Abgestimmt wird im EU-Parlament zwar über die Kommission als Team - die Abgeordneten können nur zur ganzen Juncker-Mannschaft "Ja" oder "Nein" sagen (planmäßig findet diese Abstimmung Ende Oktober in Straßburg statt). Nach den Hearings gibt es von den jeweiligen Ausschüssen aber Empfehlungen über die einzelnen Kommissare. Die Fraktionschefs im Parlament werden dann mit Juncker Klartext reden, ob sein Team in dieser Form eine Mehrheit hat oder nicht.
Wackelkandidaten
Vor den Hearings muss sich Juncker um diese Wackelkandidaten Sorgen machen:
- Alenka Bratusek hat sich quasi selbst nominiert, als sie noch Sloweniens Regierungschefin war; mittlerweile gibt es eine neue Regierung, die Bratuseks Nominierung gerne zurückziehen würde. An dem Nominierungsprozess gibt es im EU-Parlament Kritik; auch Bratuseks Bilanz als Regierungschefin wird als eher mager angesehen. Wackelfaktor: hoch. Bratusek fehlt die Reputation, die Unterstützung ihrer eigenen Regierung - und als Liberale die Unterstützung einer der beiden großen Fraktionen im EU-Parlament.

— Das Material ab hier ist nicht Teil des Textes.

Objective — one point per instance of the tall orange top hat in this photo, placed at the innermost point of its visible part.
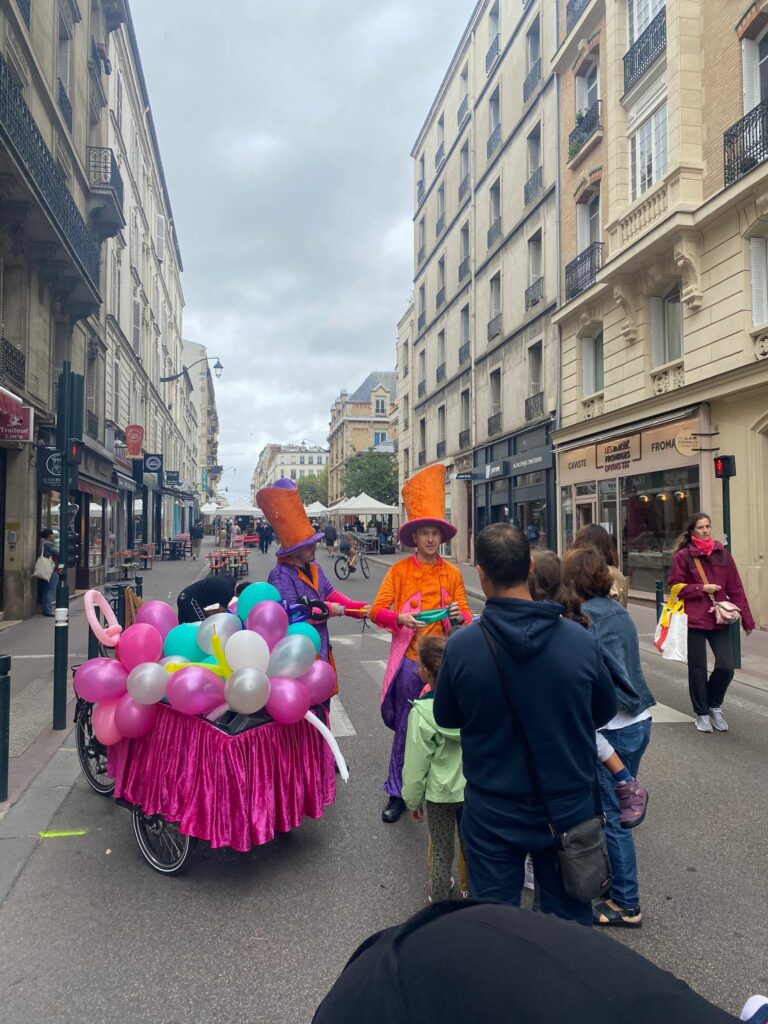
(282, 505)
(424, 496)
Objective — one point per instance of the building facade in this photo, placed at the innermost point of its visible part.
(359, 422)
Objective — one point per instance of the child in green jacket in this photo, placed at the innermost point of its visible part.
(432, 771)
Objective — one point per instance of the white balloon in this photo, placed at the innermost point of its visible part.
(247, 650)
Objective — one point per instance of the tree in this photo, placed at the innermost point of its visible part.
(374, 472)
(313, 487)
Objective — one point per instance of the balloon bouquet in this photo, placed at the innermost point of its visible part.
(255, 658)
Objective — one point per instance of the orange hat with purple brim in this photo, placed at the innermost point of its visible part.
(281, 503)
(424, 496)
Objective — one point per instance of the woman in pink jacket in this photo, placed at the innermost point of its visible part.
(709, 573)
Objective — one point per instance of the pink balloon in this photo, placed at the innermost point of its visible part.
(100, 679)
(195, 690)
(269, 620)
(320, 680)
(159, 614)
(133, 719)
(104, 726)
(289, 700)
(139, 643)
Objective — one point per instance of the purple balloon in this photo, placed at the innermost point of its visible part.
(195, 690)
(159, 614)
(100, 679)
(269, 620)
(133, 719)
(289, 700)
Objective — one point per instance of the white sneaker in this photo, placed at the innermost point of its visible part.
(718, 721)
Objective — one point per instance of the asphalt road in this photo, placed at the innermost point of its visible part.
(90, 932)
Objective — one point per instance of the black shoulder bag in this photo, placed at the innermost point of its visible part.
(582, 851)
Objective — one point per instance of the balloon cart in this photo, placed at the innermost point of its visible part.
(214, 730)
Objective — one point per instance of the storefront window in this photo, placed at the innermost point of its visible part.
(655, 508)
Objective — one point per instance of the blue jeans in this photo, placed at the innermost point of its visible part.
(630, 744)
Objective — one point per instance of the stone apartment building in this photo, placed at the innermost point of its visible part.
(359, 421)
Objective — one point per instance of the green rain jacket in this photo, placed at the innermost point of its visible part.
(433, 759)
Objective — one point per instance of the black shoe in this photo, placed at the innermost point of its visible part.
(392, 811)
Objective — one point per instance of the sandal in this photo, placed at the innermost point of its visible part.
(605, 915)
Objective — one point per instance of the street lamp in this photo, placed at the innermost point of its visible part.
(217, 369)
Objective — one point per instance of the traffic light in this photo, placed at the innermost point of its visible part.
(725, 465)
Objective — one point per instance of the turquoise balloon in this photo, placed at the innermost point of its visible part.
(182, 640)
(305, 630)
(254, 594)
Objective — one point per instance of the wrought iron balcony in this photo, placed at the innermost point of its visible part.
(573, 11)
(64, 103)
(495, 231)
(19, 131)
(463, 112)
(534, 78)
(745, 143)
(582, 271)
(12, 364)
(532, 185)
(494, 139)
(493, 54)
(535, 407)
(588, 123)
(535, 293)
(645, 50)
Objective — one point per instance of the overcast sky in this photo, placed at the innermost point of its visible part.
(285, 132)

- Miguel Arias Canete eilt in Brüssel ein schlechter Ruf voraus: Er hat in der Vergangenheit mit frauenfeindlichen Äußerungen auf sich aufmerksam gemacht - ein Thema, bei dem die Fraktionen im Parlament oft Nulltoleranz und Zusammenhalt zeigen. Außerdem werden ihm zu enge Verbindungen zur Energie- und Öl-Lobby nachgesagt - keine guten Voraussetzungen für einen neuen Klima- und Energie-Kommissar. Wackelfaktor: mittel. Die "Große Koalition" aus Sozialdemokraten und Europäischer Volkspartei dürfte Canete unterstützen, nachdem er seine Öl-Aktien mittlerweile verkauft hat. Wenn er es schafft, sich glaubwürdig von seinen früheren sexistischen Aussagen zu distanzieren, sollte er durchkommen - wenn nicht, wird es knapp.

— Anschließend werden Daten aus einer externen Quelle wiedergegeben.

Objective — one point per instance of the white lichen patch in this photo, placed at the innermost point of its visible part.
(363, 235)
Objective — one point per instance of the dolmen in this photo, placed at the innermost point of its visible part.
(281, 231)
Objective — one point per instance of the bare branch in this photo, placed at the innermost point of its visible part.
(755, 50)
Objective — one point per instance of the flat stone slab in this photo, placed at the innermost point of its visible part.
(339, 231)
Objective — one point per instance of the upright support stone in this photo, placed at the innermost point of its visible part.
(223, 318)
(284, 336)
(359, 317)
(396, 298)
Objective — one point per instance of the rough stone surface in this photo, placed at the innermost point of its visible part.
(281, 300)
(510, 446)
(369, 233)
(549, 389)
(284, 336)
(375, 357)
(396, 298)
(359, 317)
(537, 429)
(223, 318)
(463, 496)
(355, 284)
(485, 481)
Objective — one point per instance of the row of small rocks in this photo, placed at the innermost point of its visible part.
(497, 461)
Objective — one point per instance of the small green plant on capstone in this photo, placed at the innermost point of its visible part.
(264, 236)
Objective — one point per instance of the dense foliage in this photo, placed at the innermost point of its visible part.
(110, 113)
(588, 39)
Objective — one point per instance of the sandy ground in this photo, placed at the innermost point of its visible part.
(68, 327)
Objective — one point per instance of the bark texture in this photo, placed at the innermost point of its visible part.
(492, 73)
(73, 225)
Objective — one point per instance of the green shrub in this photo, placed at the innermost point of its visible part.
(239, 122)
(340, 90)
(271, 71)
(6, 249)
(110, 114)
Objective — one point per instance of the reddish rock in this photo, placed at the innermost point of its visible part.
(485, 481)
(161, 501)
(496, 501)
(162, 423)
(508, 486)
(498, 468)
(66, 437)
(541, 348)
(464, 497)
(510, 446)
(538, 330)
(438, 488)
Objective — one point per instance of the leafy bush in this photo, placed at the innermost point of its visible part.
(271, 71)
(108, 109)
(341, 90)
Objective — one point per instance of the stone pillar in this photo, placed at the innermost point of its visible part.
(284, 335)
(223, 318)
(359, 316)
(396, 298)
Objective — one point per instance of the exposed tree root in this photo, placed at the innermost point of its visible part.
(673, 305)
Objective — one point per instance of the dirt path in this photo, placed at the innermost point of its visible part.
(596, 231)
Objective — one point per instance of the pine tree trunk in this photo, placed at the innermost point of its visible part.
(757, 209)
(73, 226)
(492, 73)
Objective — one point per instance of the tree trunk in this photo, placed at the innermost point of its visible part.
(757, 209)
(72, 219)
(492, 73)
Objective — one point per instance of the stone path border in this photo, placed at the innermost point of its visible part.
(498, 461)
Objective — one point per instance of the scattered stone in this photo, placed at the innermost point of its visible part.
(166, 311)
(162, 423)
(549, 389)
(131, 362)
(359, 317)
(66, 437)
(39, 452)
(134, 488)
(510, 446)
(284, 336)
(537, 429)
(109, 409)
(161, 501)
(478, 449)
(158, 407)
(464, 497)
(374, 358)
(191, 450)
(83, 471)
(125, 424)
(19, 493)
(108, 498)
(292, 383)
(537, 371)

- Jonathan Hill war bei der Vorstellung der Juncker-Kommission eine der Überraschungen: Dass ein britischer Euroskeptiker das heikle Portfolio des Finanz-Kommissars erhält, war nicht unbedingt zu erwarten. Wackelfaktor: niedrig. Nachdem die englischen Tories im EU-Parlament in der EKR-Fraktion sitzen, hat auch Hill keine der beiden großen Fraktionen hinter sich. Er hat aber bereits eine "Goodwill-Tour" bei einigen einflussreichen Abgeordneten hinter sich - und danach hat es positive Signale für eine Unterstützung Hills gegeben. In Parlamentskreisen heißt es, Hill müsste sich "schon besonders blöd anstellen", damit das Parlament eine Auseinandersetzung mit dem britischen Premier David Cameron eingeht. Update (26.9., 10:15 Uhr): Wie die Financial Times berichtet, will Juncker Hill nach heftiger Kritik aus dem Parlament den Bereich der Banker-Boni entziehen (siehe Artikel hier).

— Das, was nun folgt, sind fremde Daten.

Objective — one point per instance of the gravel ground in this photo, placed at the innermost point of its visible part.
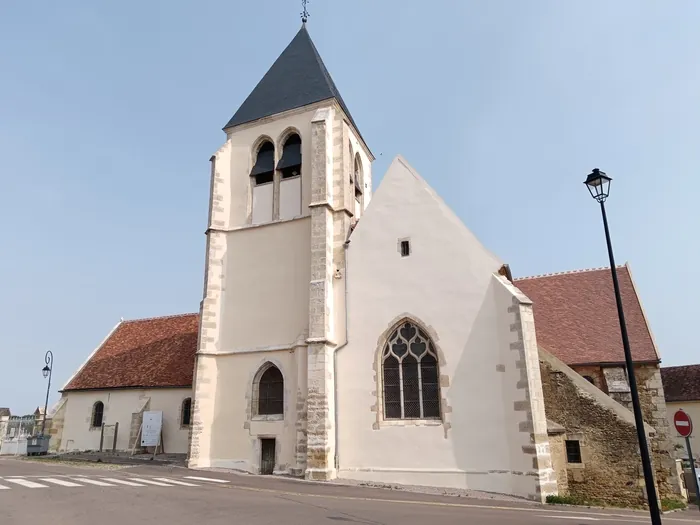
(419, 489)
(438, 491)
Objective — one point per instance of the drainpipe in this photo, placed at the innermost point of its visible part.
(336, 459)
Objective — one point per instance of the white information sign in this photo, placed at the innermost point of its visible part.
(152, 425)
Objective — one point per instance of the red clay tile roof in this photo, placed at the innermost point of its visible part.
(576, 316)
(146, 353)
(681, 383)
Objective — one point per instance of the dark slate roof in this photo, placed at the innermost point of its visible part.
(297, 78)
(681, 383)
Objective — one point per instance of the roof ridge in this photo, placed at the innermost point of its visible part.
(680, 366)
(568, 272)
(172, 316)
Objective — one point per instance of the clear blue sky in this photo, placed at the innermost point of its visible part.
(109, 112)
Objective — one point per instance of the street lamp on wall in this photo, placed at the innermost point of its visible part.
(598, 184)
(46, 372)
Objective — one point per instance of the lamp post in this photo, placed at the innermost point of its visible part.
(598, 184)
(46, 371)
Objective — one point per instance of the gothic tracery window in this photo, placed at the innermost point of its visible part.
(410, 375)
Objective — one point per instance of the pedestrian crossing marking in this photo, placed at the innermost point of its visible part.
(124, 482)
(94, 482)
(207, 479)
(176, 482)
(151, 482)
(81, 480)
(27, 483)
(62, 482)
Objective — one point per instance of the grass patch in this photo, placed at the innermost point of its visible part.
(672, 504)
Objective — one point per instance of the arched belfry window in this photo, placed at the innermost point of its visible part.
(357, 177)
(268, 397)
(98, 410)
(289, 167)
(262, 176)
(410, 375)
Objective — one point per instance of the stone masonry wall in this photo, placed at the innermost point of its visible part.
(653, 402)
(613, 381)
(611, 471)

Insgesamt dürfte eine Rolle spielen, dass das Parlament Juncker nicht nachhaltig schaden wollen wird - schließlich haben sich die Abgeordneten nach der EU-Wahl für Juncker stark gemacht, um durchzuboxen, dass einer der beiden EU-weiten Spitzenkandidaten (Juncker oder Martin Schulz) nächster Kommissionschef wird. In Summe spricht einiges dafür, dass - ordentliche Vorstellungen bei den Hearings vorausgesetzt - die meisten Kandidaten problemlos durchkommen, Canete und Hill trotz Bedenken. Bratusek sollte sich allerdings nicht allzu sicher fühlen: Sie wäre - siehe oben - am Leichtesten auszutauschen; mit ihrer Auswechslung würde das Parlament Juncker kaum schaden, außer Bratusek wohl niemanden vergrämen - und sich den Vorwurf ersparen, man habe alle Kommissare einfach durchgewunken.